The teams are out! Argentina sport their storied sky-blue-and-white-striped shirts, with tradition-defying white shorts which are NOT ACCEPTABLE. Nigeria meanwhile are resplendent in their famous all-green get-up. And it's time for the national anthems!

Nigeria's is a mash-up of Elvis Presley's Wooden Heart and one of the versions of O Little Town of Bethlehem. I'll be straight with you, I didn't realise there were two versions until running it through a popular internet search engine. Anyway, let's sing, sing, sing!

4.22pm BST

Nigeria replace Victor Moses with striker Michael Babatunde: Enyeama, Ambrose, Yobo, Omeruo, Oshaniwa, Onazi, Mikel, Babatunde, Odemwingie, Emenike, Musa.Subs: Ejide, Uzoenyi, Gabriel, Egwuekwe, Odunlami, Oboabona, Azeez, Nwofor, Uchebo, Ameobi, Agbim.

Argentina name an unchanged team: Romero, Zabaleta, Federico Fernandez, Garay, Rojo, Gago, Mascherano, Di Maria, Messi, Higuain, Aguero.Subs: Orion, Campagnaro, Biglia, Perez, Maxi Rodriguez, Augusto Fernandez, Demichelis, Palacio, Alvarez, Lavezzi, Basanta, Andujar.

3.43pm BST

Here's Diego Maradona in 1986, match by match.

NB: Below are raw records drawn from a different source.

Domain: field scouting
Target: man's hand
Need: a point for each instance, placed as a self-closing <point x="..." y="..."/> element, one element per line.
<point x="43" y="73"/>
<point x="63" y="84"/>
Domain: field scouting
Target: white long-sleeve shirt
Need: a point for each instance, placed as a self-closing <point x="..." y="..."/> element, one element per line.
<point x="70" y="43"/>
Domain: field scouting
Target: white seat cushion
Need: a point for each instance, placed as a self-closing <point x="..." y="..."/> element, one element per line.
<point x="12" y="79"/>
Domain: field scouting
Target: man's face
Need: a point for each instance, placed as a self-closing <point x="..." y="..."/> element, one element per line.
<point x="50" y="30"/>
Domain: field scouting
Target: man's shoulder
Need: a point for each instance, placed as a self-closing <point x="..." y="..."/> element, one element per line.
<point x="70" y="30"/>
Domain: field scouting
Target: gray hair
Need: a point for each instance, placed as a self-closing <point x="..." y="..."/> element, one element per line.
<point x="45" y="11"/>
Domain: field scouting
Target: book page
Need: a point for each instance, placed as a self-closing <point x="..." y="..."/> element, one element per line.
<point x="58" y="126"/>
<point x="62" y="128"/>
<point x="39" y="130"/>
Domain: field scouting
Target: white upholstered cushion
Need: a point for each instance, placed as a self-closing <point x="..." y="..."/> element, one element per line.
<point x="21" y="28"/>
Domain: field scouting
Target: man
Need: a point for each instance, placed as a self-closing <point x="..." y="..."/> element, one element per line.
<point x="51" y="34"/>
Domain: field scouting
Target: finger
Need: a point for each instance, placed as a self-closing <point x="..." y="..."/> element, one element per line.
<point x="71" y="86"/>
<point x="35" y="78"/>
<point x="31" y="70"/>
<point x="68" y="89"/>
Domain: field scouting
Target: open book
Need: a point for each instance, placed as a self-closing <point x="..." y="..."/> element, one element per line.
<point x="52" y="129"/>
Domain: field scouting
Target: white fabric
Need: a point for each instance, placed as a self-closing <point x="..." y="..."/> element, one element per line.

One: sets up three goals against South Korea. Two: a volley past world champions Italy. Three: sets up another against Bulgaria. Four: hits bar and has goal disallowed against Uruguay. Five: England! Six: Belgium fall to another ludicrous solo goal. Seven: sets up World Cup winning goal.

And here's the wee man in 1990. One: shackled well by Cameroon, but had the good grace to look theatrically frustrated. Two: unpunished as the Hand of God turns goalkeeper against USSR. Three: sets up goal against Romania. Four: plays greatest through ball of all time to set up winner against biggest rivals while being mugged. Five: misses penalty against Yugoslavia. Six: scores penalty against Italy with exact replica of penalty against Yugoslavia, having already plunged the host nation into civil war by pitting Naples against the rest of the country. Seven: ah well, all good runs have to come to an end at some point.